The fundamental findings within the covers of this report serve to endorse and reinforce the concerns of many state and higher education leaders regarding the importance of need-based student financial assistance. Over the past decade, the nation and many states have turned their policy attention to the politically influential middle-income families who have felt the financial "squeeze" of increased college tuition-those families with children most likely to enroll in college. The impressive and expensive array of programs that have been created or enhanced as a result are described in chapter 6, "Taking Care of the Middle Class." The creation and enhancement of these programs, and the public expenditures that support them, suggest that this agenda has been largely completed. College opportunity for low-income Americans, for whom affordability continues to be an impediment to college attendance and completion, remains the major unfinished national and state agenda.
In chapter 7, "Profiles of American College Students," the National Center offers a look at six students and the challenges they face in paying for college. These six stories, written by journalists, also illustrate the diversity of American college students today.
The National Center has benefited greatly from the guidance of an advisory committee and of reviewers and consultants who contributed to the development of Losing Ground. We also have learned and drawn from the work of others, particularly from recent reports that have explored aspects of the affordability of college (see sidebar, page 31). The information in this report is in the public domain; it is available to those who may wish to pursue further analysis or to verify its accuracy. The National Center, however, takes full responsibility for the interpretations, findings and conclusions of Losing Ground.
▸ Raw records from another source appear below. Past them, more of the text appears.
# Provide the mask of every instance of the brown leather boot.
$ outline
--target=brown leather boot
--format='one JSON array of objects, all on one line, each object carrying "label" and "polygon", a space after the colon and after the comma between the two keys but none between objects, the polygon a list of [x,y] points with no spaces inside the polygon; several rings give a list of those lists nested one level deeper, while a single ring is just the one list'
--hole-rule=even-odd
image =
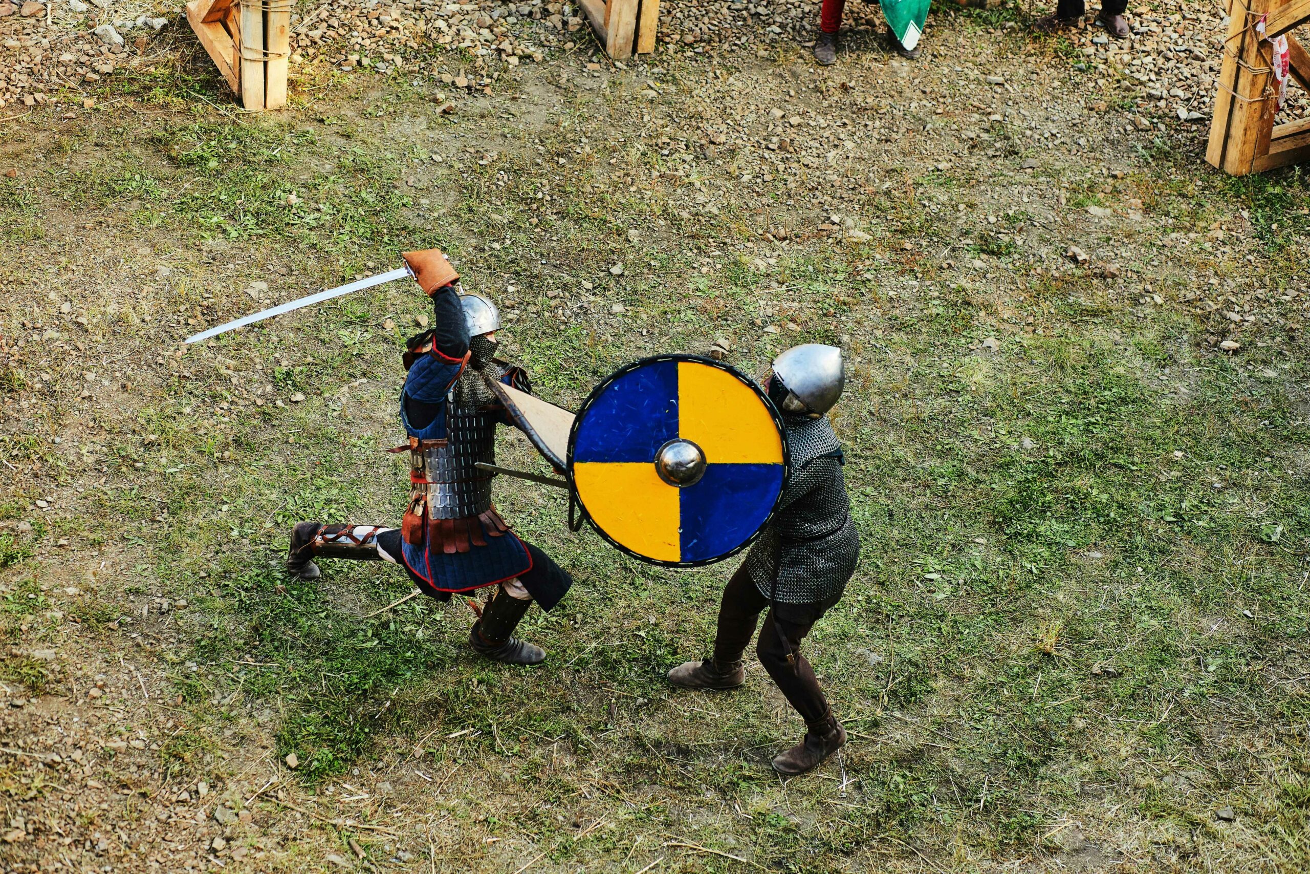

1 National Center for Public Policy and Higher Education, Measuring Up 2000: The State-by-State Report Card for Higher Education (San Jose, CA: 2000).
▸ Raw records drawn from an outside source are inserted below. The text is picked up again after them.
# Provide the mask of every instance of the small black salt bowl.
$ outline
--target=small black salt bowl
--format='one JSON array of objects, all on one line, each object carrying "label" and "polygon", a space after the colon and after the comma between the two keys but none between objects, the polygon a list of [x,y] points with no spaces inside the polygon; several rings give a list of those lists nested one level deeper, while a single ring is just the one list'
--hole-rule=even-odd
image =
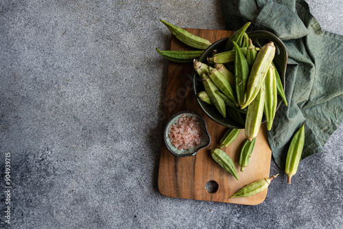
[{"label": "small black salt bowl", "polygon": [[[176,120],[183,115],[187,117],[195,117],[199,122],[199,125],[201,129],[201,141],[200,144],[196,145],[193,148],[187,149],[178,149],[177,147],[174,147],[173,144],[170,142],[170,138],[169,137],[168,133],[170,131],[170,127],[172,125],[175,124]],[[173,115],[167,121],[165,125],[165,129],[163,130],[163,138],[165,140],[165,145],[167,149],[174,156],[182,158],[189,156],[194,156],[198,153],[201,149],[204,149],[208,147],[211,143],[211,136],[207,130],[207,125],[204,119],[198,113],[193,111],[182,111]]]},{"label": "small black salt bowl", "polygon": [[[288,58],[286,46],[283,43],[283,41],[277,37],[276,35],[268,31],[258,30],[248,32],[247,34],[249,38],[252,40],[252,43],[257,47],[261,48],[270,41],[274,42],[274,45],[276,47],[276,51],[273,62],[275,64],[275,67],[276,68],[280,75],[283,90],[285,91],[285,76],[286,73],[287,61]],[[228,36],[212,43],[212,45],[211,45],[206,50],[204,51],[202,54],[198,58],[198,60],[201,62],[208,64],[207,58],[213,55],[212,53],[213,52],[213,50],[217,50],[218,53],[224,51],[225,45],[226,45],[226,43],[229,38],[230,37]],[[215,109],[214,106],[209,105],[206,103],[199,99],[198,93],[199,93],[202,91],[204,91],[204,89],[202,80],[196,71],[193,71],[193,88],[194,89],[194,95],[196,96],[196,99],[198,104],[199,105],[200,109],[211,119],[218,124],[229,128],[244,128],[244,123],[237,122],[232,117],[230,117],[230,115],[226,115],[226,117],[224,118]],[[281,102],[281,97],[280,96],[278,96],[278,105],[276,110],[280,107]],[[230,112],[230,110],[228,110],[228,108],[227,108],[226,110],[227,114]],[[263,118],[262,119],[262,123],[265,121],[265,117],[263,117]]]}]

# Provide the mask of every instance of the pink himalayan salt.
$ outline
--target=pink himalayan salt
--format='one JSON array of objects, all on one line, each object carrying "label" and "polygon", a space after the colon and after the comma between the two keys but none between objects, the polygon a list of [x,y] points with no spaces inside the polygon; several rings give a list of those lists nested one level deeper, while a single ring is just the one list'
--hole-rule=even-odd
[{"label": "pink himalayan salt", "polygon": [[182,115],[170,127],[170,143],[178,150],[187,149],[200,144],[201,129],[195,117]]}]

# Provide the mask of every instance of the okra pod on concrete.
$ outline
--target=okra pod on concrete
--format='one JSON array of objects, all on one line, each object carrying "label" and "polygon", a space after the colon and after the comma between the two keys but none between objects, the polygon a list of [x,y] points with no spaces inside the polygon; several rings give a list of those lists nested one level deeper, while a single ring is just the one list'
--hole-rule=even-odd
[{"label": "okra pod on concrete", "polygon": [[296,173],[298,166],[303,154],[305,142],[305,122],[292,138],[286,158],[285,172],[287,176],[288,184],[291,183],[292,177]]},{"label": "okra pod on concrete", "polygon": [[167,26],[167,27],[176,38],[190,47],[199,49],[206,49],[211,44],[211,42],[206,39],[192,34],[191,33],[162,19],[160,21]]}]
2 National Association of State Universities and Land-Grant Colleges, Appropriations of State Tax Funds for Operating Expenses of Higher Education 1981-82 (Normal, IL: Illinois State University), p. 6; Center for Higher Education and Finance, Grapevine: A National Database of Tax Support for Higher Education (Normal, IL: Illinois State University): http://www.coe.ilstu.edu/grapevine/50state.htm (March 25, 2002); Bureau of Labor Statistics, Consumer Price Index 1981, 1991 and 2001 (Washington, D.C.: U.S. Department of Labor): http://www.bls.gov (March 25, 2002).
3 Anthony P. Carnevale and Richard A. Fry, The Economic and Demographic Roots of Education and Training (Washington, D.C.: The National Association of Manufacturers, 2001), p. 3.
4 David T. Ellwood and Thomas J. Kane, "Who Is Getting a College Education? Family Background and the Growing Gaps in Enrollment," in Sheldon Danziger and Jane Waldfogel, editors, Securing the Future: Investing in Children from Birth to College (New York: The Russell Sage Foundation, 2000).